Livio Ribeiro, pesquisador do FGV IBRE, afirma que tal dinamismo representa um tema sensível à condução da política monetária, posto que um sobreaquecimento do mercado de trabalho pode derivar em inflação. Ribeiro reconhece que a falta de um diagnóstico fechado sobre os impactos de fatores como a reforma trabalhista de 2019 e mudanças estruturais no mundo laboral desde o choque da pandemia de Covid-19 torna mais complexa a identificação do limite saudável para os índices de emprego. “Sem isso, seria fácil afirmar que já passamos do ponto. Consideramos que o mercado de trabalho está sobreaquecido, mas o tamanho dos desvios e seu efeito sobre a inflação estão em aberto”, diz.
Um dado que ilustra a influência da reforma trabalhista, por exemplo, é o de postos não típicos de trabalho contratados por Cadastro de Atividades Econômicas da Pessoa Física ou com carga de até 30 horas, grupo no qual estão classificadas categorias como o trabalho intermitente. No acumulado do ano, esses postos registram um saldo de 286,15 mil postos.
Entre os sinais indicados por Ribeiro que justificariam certo desconforto para o BC está o fato de que a queda do desemprego acontece mesmo com o crescimento da taxa de participação, que corresponde ao porcentual de pessoas em idade para trabalhar que de fato estão empregadas ou buscando emprego. Apesar de ainda se manter abaixo do nível pré-pandemia – no final de 2019, estava em 63,7% –, a taxa de participação tem registrado uma trajetória de alta em 2024, fechando o segundo trimestre do ano em 62,4%, 0,8 ponto percentual maior do que no mesmo período de 2023. “A culpa do baixo desemprego agora não pode ser atribuída à pouca procura por trabalho; o mercado está, de fato, forte”, afirma Ribeiro. A divulgação da PNAD Contínua de julho, marcada para amanhã (30/8), apontará se essa tendência se mantém.

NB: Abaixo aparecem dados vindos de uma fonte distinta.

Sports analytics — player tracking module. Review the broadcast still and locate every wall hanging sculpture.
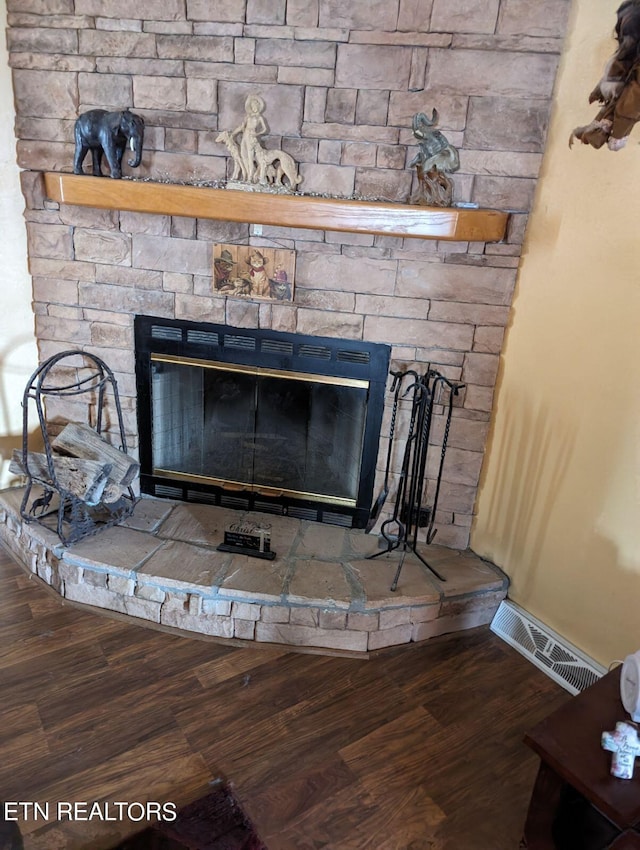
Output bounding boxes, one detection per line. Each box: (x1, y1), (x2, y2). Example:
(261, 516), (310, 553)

Outro elemento que chama a atenção do pesquisador é a predominância da criação de empregos no setor de serviços. Em julho, os serviços responderam por 79,16 mil postos, seguido pela indústria, com 49,47 mil e, logo, o comércio, com a criação de 33 mil. Ainda que os serviços sejam o maior setor da nossa economia, o que justificaria sua vantagem sobre os demais, o setor também é reconhecido por ser pouco produtivo.
A prova do pudim estará nos resultados da PNADC para o rendimento médio do trabalhador. No trimestre encerrado em junho, esse rendimento fechou em alta de 5,8% na comparação com o mesmo trimestre do ano anterior. A boa dinâmica do mercado formal de trabalho é um fator que joga a favor da manutenção de uma trajetória positiva para os salários. A questão é que, quando o aumento real de salário é maior do que a produtividade, esse processo se torna inflacionário.
Tal como destacado pelos pesquisadores do Observatório da Produtividade Regis Bonelli (leia aqui), no primeiro trimestre do ano a PTF – medida de eficiência econômica que leva em conta a produtividade do trabalhador e o uso do capital, como máquinas e tecnologias – registrou sinais de perda de dinamismo, com queda interanual de 1,3%, embora esteja acima da tendência observada no pré-pandemia. O monitoramento da evolução desse indicador também será chave para conferir o sobreaquecimento do mercado de trabalho.
“No cenário que se desenha, não há como a parcela salário-intensiva dos preços não acelerar: haverá mais inércia e desconforto para o BCB”, alerta Ribeiro.